If The Secret really wanted to wake people up, it would have something to say about the social construction of reality, a la The Matrix. There is also remarkably little said about love – except in the narcissistic sense – and nothing about compassion. Much of the film is beautifully done and the ending is undeniably uplifting. It resonates with people spiritually because it offers a twisted version of the truth inside them: a vision of connection rather than alienation. But it all turns out to be a bait and switch game, a promise of perennial wisdom that turns out to be a cult-like sales job for personal power.

In sum, this blunder from Down Under is a cleverly marketed mash-up of self-help kit, sales seminar, spiritual inflation, pop-science and pseudoscience, with some discount solipsism tossed in. With all its talk about positive and negative thinking, it is heavy on dualism. And dualism is all about judgement.

Yet I still believe there’s a grain of truth in The Secret, even though it heavily accreted with condescending mumbo-jumbo. Many of us have experienced coincidences in our lives so extraordinary that mere chance seems a pitiful explanation. These incidents often produce a feeling of awe, a sense of mystery and even humility. Perhaps the feeling itself is the message.
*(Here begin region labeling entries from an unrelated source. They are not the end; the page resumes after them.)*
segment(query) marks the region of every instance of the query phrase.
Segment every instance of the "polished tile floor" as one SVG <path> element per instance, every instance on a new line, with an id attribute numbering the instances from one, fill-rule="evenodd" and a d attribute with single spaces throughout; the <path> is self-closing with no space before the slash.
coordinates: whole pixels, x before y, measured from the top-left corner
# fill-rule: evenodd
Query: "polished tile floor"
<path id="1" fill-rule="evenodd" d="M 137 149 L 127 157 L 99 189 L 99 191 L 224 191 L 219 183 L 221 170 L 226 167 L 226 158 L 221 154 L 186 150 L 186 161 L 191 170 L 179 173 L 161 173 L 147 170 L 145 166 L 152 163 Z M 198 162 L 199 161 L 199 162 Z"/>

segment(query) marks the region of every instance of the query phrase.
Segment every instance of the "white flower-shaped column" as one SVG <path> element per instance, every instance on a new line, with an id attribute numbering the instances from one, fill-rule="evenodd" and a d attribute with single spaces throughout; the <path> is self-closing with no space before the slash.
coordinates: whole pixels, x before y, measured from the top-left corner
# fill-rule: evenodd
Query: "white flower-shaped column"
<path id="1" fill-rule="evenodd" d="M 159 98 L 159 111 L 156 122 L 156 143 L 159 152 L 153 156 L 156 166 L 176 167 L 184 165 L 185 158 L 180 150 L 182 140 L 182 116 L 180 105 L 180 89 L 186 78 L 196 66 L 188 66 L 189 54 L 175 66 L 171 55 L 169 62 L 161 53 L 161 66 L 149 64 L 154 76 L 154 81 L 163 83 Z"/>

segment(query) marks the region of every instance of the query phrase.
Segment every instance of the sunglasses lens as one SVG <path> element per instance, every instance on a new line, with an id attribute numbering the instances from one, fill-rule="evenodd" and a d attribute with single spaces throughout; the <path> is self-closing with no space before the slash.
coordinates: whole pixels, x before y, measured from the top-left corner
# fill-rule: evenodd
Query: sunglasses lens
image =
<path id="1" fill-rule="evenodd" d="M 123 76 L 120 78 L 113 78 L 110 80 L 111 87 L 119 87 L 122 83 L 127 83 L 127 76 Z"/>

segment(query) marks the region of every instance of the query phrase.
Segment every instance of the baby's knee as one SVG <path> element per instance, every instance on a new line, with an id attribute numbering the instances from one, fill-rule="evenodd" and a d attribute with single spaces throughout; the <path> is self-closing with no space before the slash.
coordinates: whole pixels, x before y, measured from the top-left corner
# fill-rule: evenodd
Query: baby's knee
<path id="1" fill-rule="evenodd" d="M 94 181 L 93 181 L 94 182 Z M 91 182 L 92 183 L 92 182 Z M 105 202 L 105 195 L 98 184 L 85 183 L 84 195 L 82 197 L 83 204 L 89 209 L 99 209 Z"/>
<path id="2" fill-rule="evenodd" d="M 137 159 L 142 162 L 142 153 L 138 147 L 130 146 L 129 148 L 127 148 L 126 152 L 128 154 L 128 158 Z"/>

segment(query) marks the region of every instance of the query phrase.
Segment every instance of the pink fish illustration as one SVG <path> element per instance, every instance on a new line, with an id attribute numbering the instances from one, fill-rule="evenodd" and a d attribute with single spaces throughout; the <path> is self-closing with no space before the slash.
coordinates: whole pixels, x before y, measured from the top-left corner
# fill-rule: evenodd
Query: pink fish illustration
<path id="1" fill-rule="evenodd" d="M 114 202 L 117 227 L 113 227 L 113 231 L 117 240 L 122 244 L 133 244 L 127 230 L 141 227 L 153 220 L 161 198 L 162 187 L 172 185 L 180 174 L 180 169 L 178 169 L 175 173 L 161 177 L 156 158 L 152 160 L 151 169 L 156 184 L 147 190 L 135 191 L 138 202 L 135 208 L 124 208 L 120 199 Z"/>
Call it Jungian “synchronicity,” Christian “gratuitous graces,” Islamic “occasionalism,” quantum “non-locality,” or even the Law of Attraction if you like. It could be that the universe whispers in coincidence because it’s the only way we’ll listen, but we just don’t know for sure. That’s what’s so maddening about The Secret’s teachers’ wide-eyed claims of absolute knowledge about such things, inflating the universe of Einstein and Heisenberg into “your catalogue,” from which you order anything you like by thought alone. This is perilously close to magical thinking. It’s similar to how infants think.

Perhaps the bigger secret, the real secret, will forever elude us, and after the initial wave of consumers caught up in a “hypno-buying trance,” The Secret DVDs and books will wash up in remainder bins and garage sales. Or perhaps this multimedia marvel really does contain a core idea of long-forgotten truth, even though it’s been bent out of shape by modern misinterpretation. The relationship between the mind and the world around it is a mysterious thing and we still don’t know how deep it runs.

An attitude of gratefulness to be alive, as The Secret teachers suggest, certainly seems a good way to start changing yourself and the world as you see it. Whether or not the rest of the DVD or book works is for you to decide. But for me, it’s all about concision. Three words from the Vedic tradition – tat tvam asi (that thou art) – sum up the bigger mystery for me, far better than the 90 minutes sales job in The Secret.